Diffusional motion of redox centers in carbonate electrolytes

Ferrocene (Fc) and N-(ferrocenylmethyl)-N, N-dimethyl-N-ethylammonium bistrifluoromethyl-sulfonimide (Fc1N112-TFSI) were dissolved in carbonate solvents and self-diffusion coefficients (D) of solutes and solvents were measured by H-1 and F-19 pulsed field gradient nuclear magnetic resonance (NMR) spectroscopy. The organic solvents were propylene carbonate (PC), ethyl methyl carbonate (EMC), and a ternary mixture that also includes ethylene carbonate (EC).
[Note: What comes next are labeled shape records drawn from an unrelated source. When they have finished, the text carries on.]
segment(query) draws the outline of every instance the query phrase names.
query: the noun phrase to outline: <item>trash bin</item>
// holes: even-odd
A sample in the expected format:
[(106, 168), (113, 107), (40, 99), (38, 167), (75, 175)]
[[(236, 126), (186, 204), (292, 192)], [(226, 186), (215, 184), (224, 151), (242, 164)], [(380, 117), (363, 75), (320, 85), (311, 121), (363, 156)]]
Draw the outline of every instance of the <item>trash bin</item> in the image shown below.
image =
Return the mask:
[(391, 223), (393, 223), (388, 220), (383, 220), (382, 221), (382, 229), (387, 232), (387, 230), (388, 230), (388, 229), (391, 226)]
Results from NMR studies over the temperature range of 0-50 degrees C and for various concentrations (0.25-1.7 M) of Fc1N112-TFSI are compared to values of D simulated with classical molecular dynamics (MD). The measured self-diffusion coefficients gradually decreased as the Fc1N112-TFSI concentration increased in all solvents. Since TFSI- has fluoromethyl groups (CF3), D-TFSI could be measured separately and the values found are larger than those for D-Fc1N112 in all samples measured. The EC, PC, and EMC have the same D in the neat solvent mixture and when Fc is dissolved in EC/PC/EMC at a concentration of 0.2 M, probably due to the interactions between common carbonyl structures within EC, PC, and EMC. A difference in D (D-PC < D-EC < D-EMC), and both a higher E-a for translational motion and higher effective viscosity for PC in the mixture containing Fc1N112-TFSI reflect the interaction between PC and Fc1N112(+), which is a relatively stronger interaction than that between Fc1N112(+) and other solvent species. In the EC/PC/EMC solution that is saturated with Fc1N112-TFSI, we find that D-PC = D-EC = D-EMC and Fc1N112(+) and all components of the EC/PC/EMC solution have the same E-a for translational motion, while the ratio D-EC/PC/EMC/D-Fc1N112 is approximately 3. These results reflect the lack of available free volume for independent diffusion in the saturated solution. The Fc1N112(+) transference numbers lie around 0.4 and increase slightly as the temperature is increased in the PC and EMC solvents. The trends observed for D from simulations are in good agreement with experimental results and provide molecular level understanding of the solvation structure of Fc1N112-TFSI dissolved in EC/PC/EMC. (c) 2014 AIP Publishing LLC.